Playing a balancing act is near-impossible in today’s fast-paced world without guilt. So rather than feel guilty for working during off hours, I’ll make sure to be truly present in whatever I find myself doing, whether at work or play and with whoever I’m with at any given point in time, whether colleagues, clients, friends, or family.
Where work-life balance asks the when, work-life flow asks the why, how, and what. Why am I doing what I’m doing? How does what I’m doing help improve the quality of my life in the short, medium, and long term?
Work-life flow is ultimately about how I manage my energy and where I invest it. It’s about aligning my passion with my profession, two things I care deeply about and understand that don’t have to exist separately or in conflict with each other. It’s me harmonising my day job, my social life, and my me-time and reveling in all the variety.
As an ambitious creative, work-life flow helps me understand that my energy won’t be the same every day, I won’t be able to consistently achieve 100% every day between 9 am to 5 pm, and that sometimes I might do my best work outside work, hours after office hours and take a midday nap the next day. And that’s okay too.
Having a work-life flow helps me be kind to myself and reward myself after I’ve achieved my work goals. I will do creative shit when I can and I will also take time for rest and hobbies. I don’t need to make my schedule regimented or over-optimise for some elusive balance.

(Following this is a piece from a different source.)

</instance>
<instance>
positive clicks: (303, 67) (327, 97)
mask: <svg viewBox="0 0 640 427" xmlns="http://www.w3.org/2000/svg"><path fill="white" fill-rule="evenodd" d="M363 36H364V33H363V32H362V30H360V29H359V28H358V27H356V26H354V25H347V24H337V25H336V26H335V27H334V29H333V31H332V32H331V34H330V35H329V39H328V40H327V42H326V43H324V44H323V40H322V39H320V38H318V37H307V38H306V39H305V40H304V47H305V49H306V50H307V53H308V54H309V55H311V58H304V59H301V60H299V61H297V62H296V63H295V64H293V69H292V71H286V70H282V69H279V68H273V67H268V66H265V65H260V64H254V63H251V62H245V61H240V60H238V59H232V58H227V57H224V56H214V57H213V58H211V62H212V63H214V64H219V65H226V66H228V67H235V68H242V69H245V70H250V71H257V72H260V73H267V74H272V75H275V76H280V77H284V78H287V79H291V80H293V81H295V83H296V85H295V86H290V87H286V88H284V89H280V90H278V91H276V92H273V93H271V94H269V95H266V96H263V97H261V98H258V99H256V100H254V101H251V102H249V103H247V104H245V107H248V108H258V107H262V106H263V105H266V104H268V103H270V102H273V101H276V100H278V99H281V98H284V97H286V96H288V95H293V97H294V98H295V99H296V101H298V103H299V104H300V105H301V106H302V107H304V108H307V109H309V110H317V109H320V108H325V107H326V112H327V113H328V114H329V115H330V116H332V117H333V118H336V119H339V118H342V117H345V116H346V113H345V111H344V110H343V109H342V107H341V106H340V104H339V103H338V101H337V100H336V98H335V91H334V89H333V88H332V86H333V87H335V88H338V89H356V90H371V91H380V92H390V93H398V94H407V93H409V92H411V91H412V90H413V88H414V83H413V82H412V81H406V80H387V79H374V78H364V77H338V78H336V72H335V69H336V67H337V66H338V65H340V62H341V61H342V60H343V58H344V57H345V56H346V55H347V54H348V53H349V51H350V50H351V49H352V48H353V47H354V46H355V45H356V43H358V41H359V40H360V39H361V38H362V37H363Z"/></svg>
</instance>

Three things I enjoyed reading this week:
This heartwarming essay of a Nigerian evolving with Nigerian food in the diaspora.
This insightful analysis on the ‘Enshittification’ of TikTok
This story of how Pepper changed the world – but how many people know that?
I really enjoyed this piece. It reminds of what a friend of mine said one time regarding balance; he explains that it doesn’t always have to be 50-50 considering 70-30 also equals 100; basically there’s so many ways to arrive at a 100% of satisfaction without it looking like a regimented schedule we try to box our creativity in. I’m trying these days to follow this thought pattern of taking advantage of the random bursts of energy and relaxing when I have to. I wish more people look at it this way though. Thanks for sharing!